В детстве я испытывал сильное чувство неловкости и жалости к отцу, которого нехорошие люди доводят до состояния бешенства, так что он вынужден ругаться матом. Наверное, это на меня так повлияло, что я никогда не употреблял и не употребляю матерных слов, хотя в детстве рос в окружении мата и на улице, и дома, и в школе. Люди, которые не могут обходиться без мата, как ни странно, вызывают у меня чувство жалости и сострадания как несчастные, обиженные судьбой.

Особенно напряжённые дни у отца были в случаях нередких разнообразных аварий в шахте (взрыв метана, обрушение кровли, завалы, затопления, пожар в подземных выработках и др.). Такие аварии почти никогда не обходились без человеческих жертв. Люди гибли или оставались калеками на всю жизнь. Когда в шахтёрском посёлке разносилась весть про аварию, жёны и дети шахтеров бежали на шахту и в тяжёлом, тоскливом ожидании стояли у ствола шахты, по которому поднималась клеть с горноспасателями и шахтёрами – живыми и мёртвыми. Как приговора ждали известия: жив ли наш, не покалечен ли?

Когда срывался план угледобычи и гасла красная звезда на шахтном копре (звезда горит – план выполняется, звезда погасла – не выполняется), объявлялись так называемые «дни повышенной добычи» (ДПД). Бросались все силы, резервы, делалось всё возможное и невозможное, чтобы резко повысить угледобычу и «вытянуть план». В такие дни отец, бывало, по три дня не возвращался с работы домой. Мать еду носила ему на шахту.
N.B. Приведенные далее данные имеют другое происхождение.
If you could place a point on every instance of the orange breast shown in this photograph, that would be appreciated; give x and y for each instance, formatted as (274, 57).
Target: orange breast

Последствия разрушительной войны давали о себе знать не только в тяжёлых условиях труда. Отцу припомнили и то, что после подрыва шахты не смог пешком обогнать стремительно двигавшиеся на восток механизированные части немецких войск и оказался на оккупированной территории, и то, что попал в концлагерь.

Самым страшным оказалось то, что во время пертурбаций на оккупированной территории он утратил документы, в том числе партбилет, – в то время, пожалуй, самый важный для него документ.

После освобождения отец неоднократно обращался в партийные органы с просьбой о восстановлении партбилета и, соответственно, членства в партии. Получал отказы. Дошёл до первого секретаря Сталинского обкома партии. Тот тоже отказал в восстановлении в партии. Но, учитывая очень хорошие отзывы об отце со стороны товарищей по партии и работе, предложил ему вновь подать заявление о вступлении в партию. Отец это предложение не принял, посчитав неприемлемым вступать второй раз в партию, из которой не выходил. Но убеждений своих не поменял и до конца дней своих считал себя беспартийным коммунистом.